22.3: The stuff in the Bucket – a Surprise – the Men about the City – how Things are Done

The stuff in the bucket’s thick, frothed with iridescent bubbles around the edge of it, creamily flat in the center, and all a milky white that’s warmed with hints of gold. “I just,” says Jo, “pour it in?”

In the tub Ysabel nods, steaming water up to her chin, droplets shining silvery in the darkness of her short short hair. “All at once?” says Jo. “Or slow and steady, maybe drizzle it around?”

“It’ll be slow,” says Ysabel. She opens her eyes. “Which do you have?”

“Uh,” says Jo, her hand on the bucket, “this is North’s. The, I guess the Hare, now?”

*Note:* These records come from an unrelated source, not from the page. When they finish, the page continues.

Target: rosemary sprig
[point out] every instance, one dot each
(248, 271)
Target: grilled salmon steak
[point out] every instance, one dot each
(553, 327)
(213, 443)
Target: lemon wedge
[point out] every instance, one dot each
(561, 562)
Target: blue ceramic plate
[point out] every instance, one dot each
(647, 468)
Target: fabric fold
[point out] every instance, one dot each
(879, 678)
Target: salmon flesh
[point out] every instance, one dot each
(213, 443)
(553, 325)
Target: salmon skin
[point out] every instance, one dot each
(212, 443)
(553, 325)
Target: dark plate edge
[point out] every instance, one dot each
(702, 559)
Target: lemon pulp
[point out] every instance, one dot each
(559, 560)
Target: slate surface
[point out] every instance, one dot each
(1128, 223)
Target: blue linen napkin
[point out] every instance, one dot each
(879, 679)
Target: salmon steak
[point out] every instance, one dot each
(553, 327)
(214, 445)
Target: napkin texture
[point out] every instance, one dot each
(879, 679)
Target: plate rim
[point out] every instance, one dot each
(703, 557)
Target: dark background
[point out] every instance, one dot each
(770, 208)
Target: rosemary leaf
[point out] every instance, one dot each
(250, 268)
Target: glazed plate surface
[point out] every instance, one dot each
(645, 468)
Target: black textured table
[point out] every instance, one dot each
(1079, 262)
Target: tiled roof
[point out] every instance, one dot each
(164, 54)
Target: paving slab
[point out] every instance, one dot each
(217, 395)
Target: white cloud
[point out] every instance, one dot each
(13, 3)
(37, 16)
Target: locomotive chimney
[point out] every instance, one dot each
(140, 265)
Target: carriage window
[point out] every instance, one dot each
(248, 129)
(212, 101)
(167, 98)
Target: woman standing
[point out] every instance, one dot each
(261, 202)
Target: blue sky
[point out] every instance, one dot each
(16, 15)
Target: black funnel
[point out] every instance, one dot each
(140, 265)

“Pour yours first,” says Ysabel.

“Mine.”

“Yes,” says Ysabel, closing her eyes. “Yours.”

“Okay,” says Jo. “Okay.” Shifting the bucket to one side she reaches for the growler, unscrews the cap of it with a fluted pop. Heaving the weight of it up in her arms she sidesteps back to the tub and a boom as she sets it on the edge, balanced at an angle in her hands. “Okay,” she says. “Here we go.” Tipping the growler, leaning it scraping the edge of the tub, “whoops,” and a sucking oozing glug of a sound, a drop, gathering itself in the mouth of the jug, swelling and sagging, distending, slipping the lip of it falling reluctant paloop to the water where it unfolds, clouds of white, billowing open, shreds and tatters spreading, over Ysabel.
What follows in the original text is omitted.